Как сказал он «пять тысяч левов», так у меня вся кровь в жилах застыла! За пять тысяч тогда лучшего мула можно было купить, а виноград был по полтора лева!
— Нет ли тут ошибочки, господин следователь? Пять тысяч — деньги немалые, не человека ж я убил…
— Фальшификация, — говорит, — все равно что убийство. Вноси залог или садись в тюрьму!
Вышел я от него, ровно пьяный, куда идти, не знаю, но пошел все же в околийское бюро демократической партии к Василеву, был такой адвокат.
— Скажи, господин Василев, что делать? Такая, вишь, беда со мной приключилась!
— Раз подписал, — говорит, — показания, вноси залог. А потом на суде я уж постараюсь тебя оправдать.
— Что делать, если таких денег нет?
— В тюрьму садиться!
— Что ж за напасть такая! Может, ты мне пять тысяч ссудишь?
— У меня нет, — отвечает Василев, — но я тебе дам записку к Ничеву (аптекарь такой был, тоже в околийском бюро демократической партии состоял). — На, иди к Ничеву!
Пошел я к Ничеву.
— Я, — говорит Ничев, — могу за тебя пять тысяч внести, ежели ты мне вексель на шесть подпишешь.
Тут уж, как говорится, куда ни кинь, всюду клин. И решил я: лучше в тюрьму!
Распорядился следователь, явился за мной конвойный, через весь город прямо на станцию препроводил меня, как положено, по этапу и к обеду в окружную тюрьму доставил. Так и шли по улице: я — спереди, конвойный с ружьем — позади. Народ оглядывается, диву дается, что я за злодей такой, у меня шапка и та от стыда покраснела. Говорю конвойному:
— Пойдем рядышком!
А он меня концом ружья подталкивает:
— Шагай да помалкивай!
Только одну поблажку мне дал: разрешил два слова попу написать, что я в тюрьме.
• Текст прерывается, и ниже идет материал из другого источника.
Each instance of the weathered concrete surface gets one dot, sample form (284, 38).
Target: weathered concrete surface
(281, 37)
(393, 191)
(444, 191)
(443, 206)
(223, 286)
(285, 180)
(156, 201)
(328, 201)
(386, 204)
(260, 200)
В тюрьме-то мне раньше бывать не приходилось, и думал я, что это бог весть какая страсть, а оно-то вроде и не так страшно мне показалось. Людей там много, люди всякие, хлеб как хлеб, еда как еда, сидишь себе за решеткой и отдыхаешь. В карты не умел я играть — научили меня два жулика, которые со мной в камере сидели. Смекалистые люди оказались, и деньжонки у них водились, так что свою порцию они мне отдавали, а себе харчи прикупали на стороне. Спросили меня, за что я в тюрьму угодил — ну рассказал я, за что да как.
— Василев, — говорю, — меня бы спас, да я обмишурился, подписал, так уж ничего не поделаешь…
Жулики мои переглядываются и посмеиваются.
— Чему это, — говорю, — вы ощеряетесь?
— А тому, что мозги-то у тебя куриные, — отвечает один — Арменко его звали, сам из себя жилистый, лицо дубленое и шибко смешливый. Все зубы скалил, так они у него наружу и торчали. — Ты, — говорит, — не понимаешь разве, что Ничев, Василев и следователь — одна бражка? Следователь таких лопухов, как ты, к Василеву отсылает, Василев — к Ничеву. Сначала залог с тебя сдерут, потом в окружном суде оберут, в третий раз — при апелляции, в четвертый — при кассации, пока не останешься ты гол как сокол. Мы, — говорит, — жулики, но мы только карманы у людей обчищаем, а эта разбойничья шайка обдирает вчистую, последнюю рубаху с плеч сымет! Им десятки или сотни мало, им тыщи подавай. Нас как поймают, так засудят, а этих и не ловят, и не судят, наоборот, они шуруют, а дурачки вроде тебя шапку перед ними ломают… На первую удочку ты случайно не попался. Смотри, — говорит мне Арменко, — на вторую не попадись, когда они тебя начнут вызволять… Скажи им, что сам будешь защищаться. А мы уж тебя научим.